1. You said many Bernie supporters hate Warren more than Biden now. You didn't say prefer. That was a generalization based on nothing but your feelings.

2. 29% and 28% is a statistical tie, it's hardly anything you can use to say Bernie supporters hate Warren over Biden when they're tied for their second choice. And it's actually better now for Warren than it was last time a poll came out for second choices. Last time with Bernie supporters 26% preferred Biden as their second choice and 16% preferred Warren. That's a 12 point jump in Warren support from Bernie supporters to tie with Biden for the second choice now.

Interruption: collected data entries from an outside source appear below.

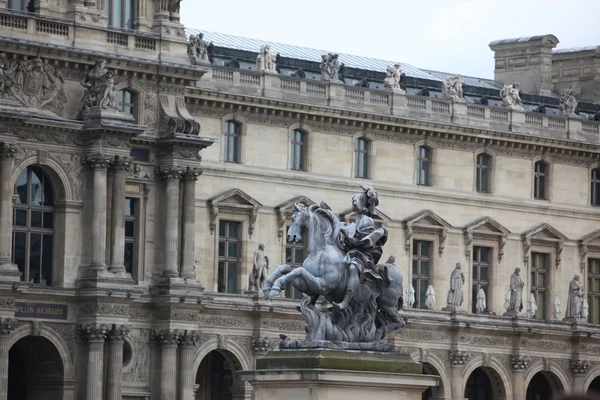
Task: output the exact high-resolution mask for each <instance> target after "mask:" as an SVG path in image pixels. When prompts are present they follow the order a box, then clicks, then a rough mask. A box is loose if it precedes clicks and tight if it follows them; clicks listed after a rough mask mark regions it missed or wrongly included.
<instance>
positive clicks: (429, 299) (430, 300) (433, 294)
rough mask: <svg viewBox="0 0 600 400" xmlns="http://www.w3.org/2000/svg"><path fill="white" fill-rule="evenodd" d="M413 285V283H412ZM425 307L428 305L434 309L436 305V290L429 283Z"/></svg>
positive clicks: (427, 289) (426, 296)
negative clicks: (435, 291) (435, 305)
mask: <svg viewBox="0 0 600 400" xmlns="http://www.w3.org/2000/svg"><path fill="white" fill-rule="evenodd" d="M411 286H412V284H411ZM425 296H426V298H425V307H427V308H428V309H430V310H433V308H434V307H435V303H436V301H435V290H433V286H431V285H429V287H428V288H427V292H425Z"/></svg>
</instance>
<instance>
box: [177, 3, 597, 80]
mask: <svg viewBox="0 0 600 400" xmlns="http://www.w3.org/2000/svg"><path fill="white" fill-rule="evenodd" d="M599 18H600V0H494V1H492V0H416V1H415V0H367V1H363V0H346V1H337V0H329V1H323V0H300V1H293V0H292V1H290V0H251V1H250V0H220V1H201V0H183V1H182V2H181V19H182V22H183V24H184V25H185V26H186V27H189V28H196V29H200V30H206V31H212V32H220V33H228V34H231V35H238V36H245V37H249V38H253V39H262V40H268V41H271V42H278V43H284V44H293V45H298V46H304V47H312V48H317V49H323V50H331V51H337V52H340V53H348V54H355V55H361V56H368V57H374V58H380V59H384V60H392V61H399V62H403V63H408V64H411V65H413V66H415V67H419V68H424V69H432V70H437V71H444V72H452V73H460V74H462V75H470V76H476V77H481V78H493V77H494V57H493V53H492V51H491V50H490V49H489V47H488V44H489V43H490V42H491V41H492V40H496V39H507V38H514V37H523V36H533V35H541V34H549V33H551V34H554V35H556V37H558V40H559V41H560V43H559V44H558V48H568V47H581V46H592V45H600V23H599ZM256 50H257V51H258V49H256Z"/></svg>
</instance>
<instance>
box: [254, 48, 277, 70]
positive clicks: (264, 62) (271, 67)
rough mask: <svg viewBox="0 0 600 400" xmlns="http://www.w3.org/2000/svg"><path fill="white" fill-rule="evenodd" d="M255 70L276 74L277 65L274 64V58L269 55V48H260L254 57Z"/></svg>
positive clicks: (270, 52) (269, 50)
mask: <svg viewBox="0 0 600 400" xmlns="http://www.w3.org/2000/svg"><path fill="white" fill-rule="evenodd" d="M256 68H257V69H258V70H259V71H265V72H272V73H274V74H276V73H277V65H276V64H275V56H274V55H272V54H271V46H269V45H268V44H267V45H264V46H260V52H259V53H258V56H256Z"/></svg>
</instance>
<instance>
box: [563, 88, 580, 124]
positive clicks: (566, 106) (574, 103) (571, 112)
mask: <svg viewBox="0 0 600 400" xmlns="http://www.w3.org/2000/svg"><path fill="white" fill-rule="evenodd" d="M578 104H579V101H578V100H577V98H576V97H575V92H574V91H573V90H572V89H565V90H563V91H562V93H561V95H560V104H559V106H558V108H559V109H560V113H561V114H562V115H566V116H567V117H575V116H576V114H575V110H576V109H577V105H578Z"/></svg>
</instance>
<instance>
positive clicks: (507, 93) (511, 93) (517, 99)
mask: <svg viewBox="0 0 600 400" xmlns="http://www.w3.org/2000/svg"><path fill="white" fill-rule="evenodd" d="M500 97H501V98H502V105H503V106H504V107H508V108H510V109H511V110H516V111H523V110H524V109H523V101H522V100H521V95H520V94H519V84H518V83H516V82H515V83H513V84H512V85H504V87H503V88H502V89H500Z"/></svg>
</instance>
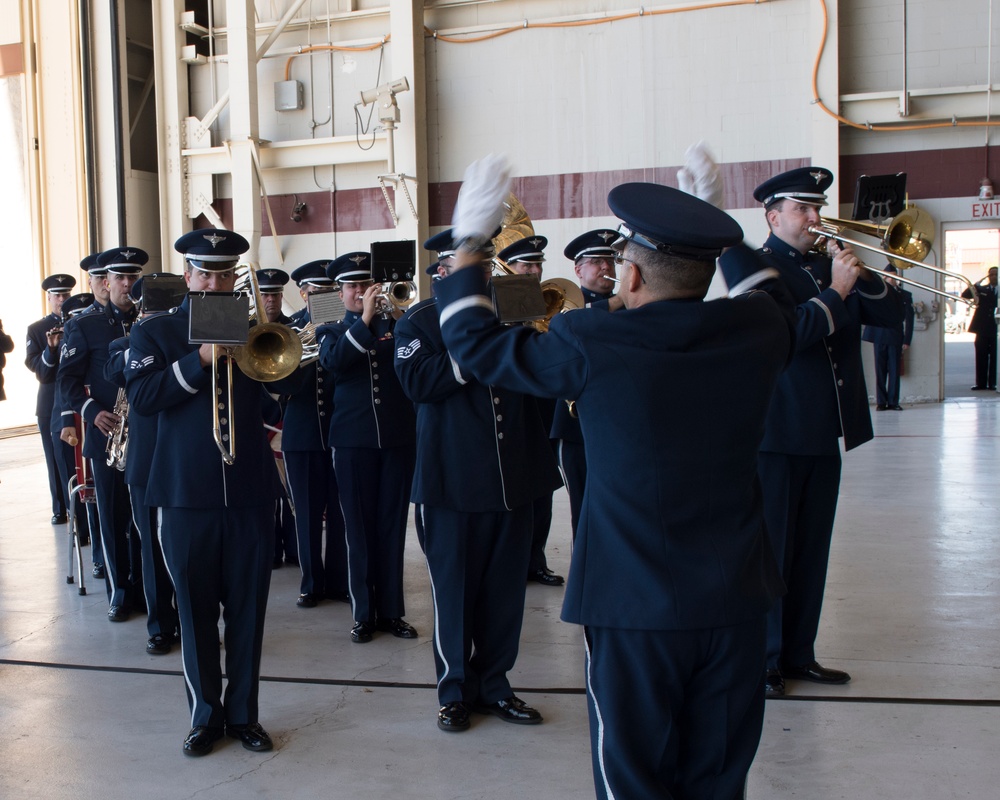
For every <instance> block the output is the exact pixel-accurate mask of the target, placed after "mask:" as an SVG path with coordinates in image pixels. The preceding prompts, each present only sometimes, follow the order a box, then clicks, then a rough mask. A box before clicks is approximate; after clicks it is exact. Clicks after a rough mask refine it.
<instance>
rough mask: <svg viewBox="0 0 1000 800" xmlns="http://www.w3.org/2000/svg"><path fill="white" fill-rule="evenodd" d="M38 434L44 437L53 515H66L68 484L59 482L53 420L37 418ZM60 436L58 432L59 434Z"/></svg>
mask: <svg viewBox="0 0 1000 800" xmlns="http://www.w3.org/2000/svg"><path fill="white" fill-rule="evenodd" d="M36 419H37V420H38V432H39V433H40V434H41V435H42V452H43V453H44V454H45V471H46V472H47V473H48V476H49V495H50V497H51V498H52V514H53V515H57V514H65V513H66V484H65V483H60V481H59V467H58V465H57V462H56V451H55V448H54V447H53V444H52V426H51V418H50V417H48V416H43V417H36ZM57 435H58V432H57Z"/></svg>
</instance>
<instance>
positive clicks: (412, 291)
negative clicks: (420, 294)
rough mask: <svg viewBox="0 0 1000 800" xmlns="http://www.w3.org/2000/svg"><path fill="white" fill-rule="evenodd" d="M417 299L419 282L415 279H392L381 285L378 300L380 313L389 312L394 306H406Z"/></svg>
mask: <svg viewBox="0 0 1000 800" xmlns="http://www.w3.org/2000/svg"><path fill="white" fill-rule="evenodd" d="M416 299H417V284H415V283H414V282H413V281H392V282H389V283H383V284H380V285H379V293H378V297H377V300H378V303H379V307H380V309H381V312H380V313H389V312H390V311H392V308H406V307H407V306H409V305H412V303H413V301H414V300H416ZM390 306H391V308H390Z"/></svg>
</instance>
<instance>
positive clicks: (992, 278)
mask: <svg viewBox="0 0 1000 800" xmlns="http://www.w3.org/2000/svg"><path fill="white" fill-rule="evenodd" d="M973 288H974V289H975V292H976V297H977V298H978V303H977V305H976V310H975V311H973V312H972V320H971V321H970V322H969V332H970V333H974V334H976V385H975V386H973V387H972V389H973V391H979V390H983V389H996V388H997V319H996V310H997V268H996V267H990V269H989V271H988V272H987V273H986V277H985V278H983V279H982V280H981V281H979V282H978V283H977V284H976V285H975V286H974V287H973ZM962 297H964V298H966V299H967V300H971V299H972V289H966V290H965V291H963V292H962Z"/></svg>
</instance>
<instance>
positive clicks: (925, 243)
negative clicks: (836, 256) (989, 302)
mask: <svg viewBox="0 0 1000 800" xmlns="http://www.w3.org/2000/svg"><path fill="white" fill-rule="evenodd" d="M844 229H848V230H855V231H858V232H859V233H863V234H866V235H868V236H872V237H874V238H876V239H880V240H881V243H882V246H881V247H876V246H874V245H870V244H865V243H864V242H859V241H858V240H857V239H852V238H850V237H848V236H844V235H843V233H842V231H843V230H844ZM809 232H810V233H814V234H816V236H817V237H820V239H833V240H834V241H836V242H840V243H841V244H849V245H852V246H853V247H860V248H862V249H863V250H869V251H871V252H873V253H880V254H881V255H884V256H885V257H886V258H888V259H889V262H890V263H891V264H893V265H894V266H895V267H896V268H897V269H899V270H904V269H909V268H910V267H923V268H924V269H927V270H930V271H931V272H936V273H937V274H938V275H943V276H944V277H946V278H951V279H953V280H957V281H959V282H960V283H964V284H966V287H967V288H968V290H969V291H970V292H971V294H972V297H971V299H970V298H966V297H962V296H961V294H959V295H953V294H950V293H949V292H945V291H943V290H941V289H937V288H935V287H933V286H928V285H926V284H924V283H921V282H920V281H918V280H914V279H913V278H905V277H903V276H902V275H899V274H894V273H891V272H886V271H885V270H882V269H878V268H876V267H871V266H869V265H868V264H865V263H862V264H861V266H863V267H864V268H865V269H868V270H869V271H871V272H877V273H878V274H879V275H882V276H887V277H890V278H892V279H893V280H897V281H899V282H900V283H905V284H908V285H910V286H915V287H917V288H918V289H923V290H925V291H928V292H930V293H931V294H936V295H940V296H941V297H945V298H947V299H949V300H959V301H961V302H963V303H967V304H968V305H970V306H975V305H976V304H977V302H978V298H977V296H976V291H975V288H974V287H973V285H972V281H970V280H969V279H968V278H966V277H965V276H964V275H963V274H961V273H960V272H951V271H950V270H946V269H941V267H935V266H931V265H930V264H924V263H923V261H924V259H925V258H927V256H928V255H929V254H930V251H931V245H932V244H933V243H934V222H933V220H931V218H930V215H929V214H925V213H924V212H923V211H921V210H920V209H919V208H916V207H914V206H910V207H909V208H906V209H903V211H901V212H900V213H899V214H897V215H896V216H895V217H893V218H892V219H891V220H888V221H886V222H885V223H884V224H881V225H880V224H878V223H874V222H858V221H855V220H845V219H837V218H834V217H821V218H820V224H819V225H813V226H811V227H810V228H809ZM818 242H819V239H817V244H818Z"/></svg>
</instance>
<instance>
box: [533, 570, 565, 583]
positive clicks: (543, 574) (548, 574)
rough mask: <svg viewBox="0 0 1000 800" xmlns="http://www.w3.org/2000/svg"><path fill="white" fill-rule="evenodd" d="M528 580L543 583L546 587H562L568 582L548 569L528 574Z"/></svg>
mask: <svg viewBox="0 0 1000 800" xmlns="http://www.w3.org/2000/svg"><path fill="white" fill-rule="evenodd" d="M528 580H529V581H535V582H536V583H541V584H542V585H544V586H562V585H563V584H564V583H565V582H566V581H565V579H564V578H563V576H562V575H556V574H555V573H554V572H553V571H552V570H550V569H549V568H548V567H543V568H542V569H533V570H531V572H529V573H528Z"/></svg>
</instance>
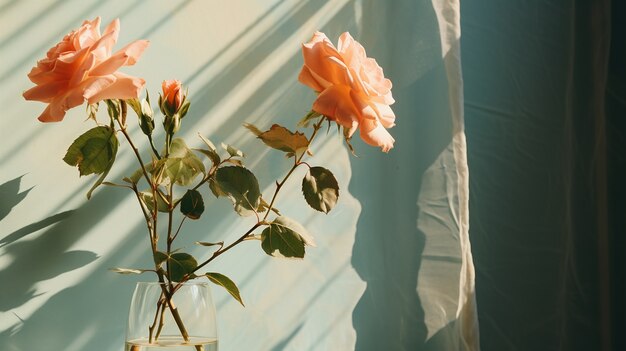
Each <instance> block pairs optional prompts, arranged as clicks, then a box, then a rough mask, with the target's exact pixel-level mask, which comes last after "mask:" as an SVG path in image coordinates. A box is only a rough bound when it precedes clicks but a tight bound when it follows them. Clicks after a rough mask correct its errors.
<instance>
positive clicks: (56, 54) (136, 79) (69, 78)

3. If you look at the data from last time Sanders support with Warren supporters actually dropped. Last time it was 25% that had Sanders as their second choice with Harris coming in at 14% and Biden at 13%. Sanders now is at 23% with Biden skyrocketed to 22% statistically tied with Sanders as the second choice.

So in conclusion, based on data your feelings are wrong and misplaced.

It actually seems the Warren camp is the camp that's beginning to "hate" Bernie over Biden by what the data suggests. If this trend continues as is, Biden will overtake Warren supporters' second choice slot, while Warren will overtake Sanders supporters' second choice slot.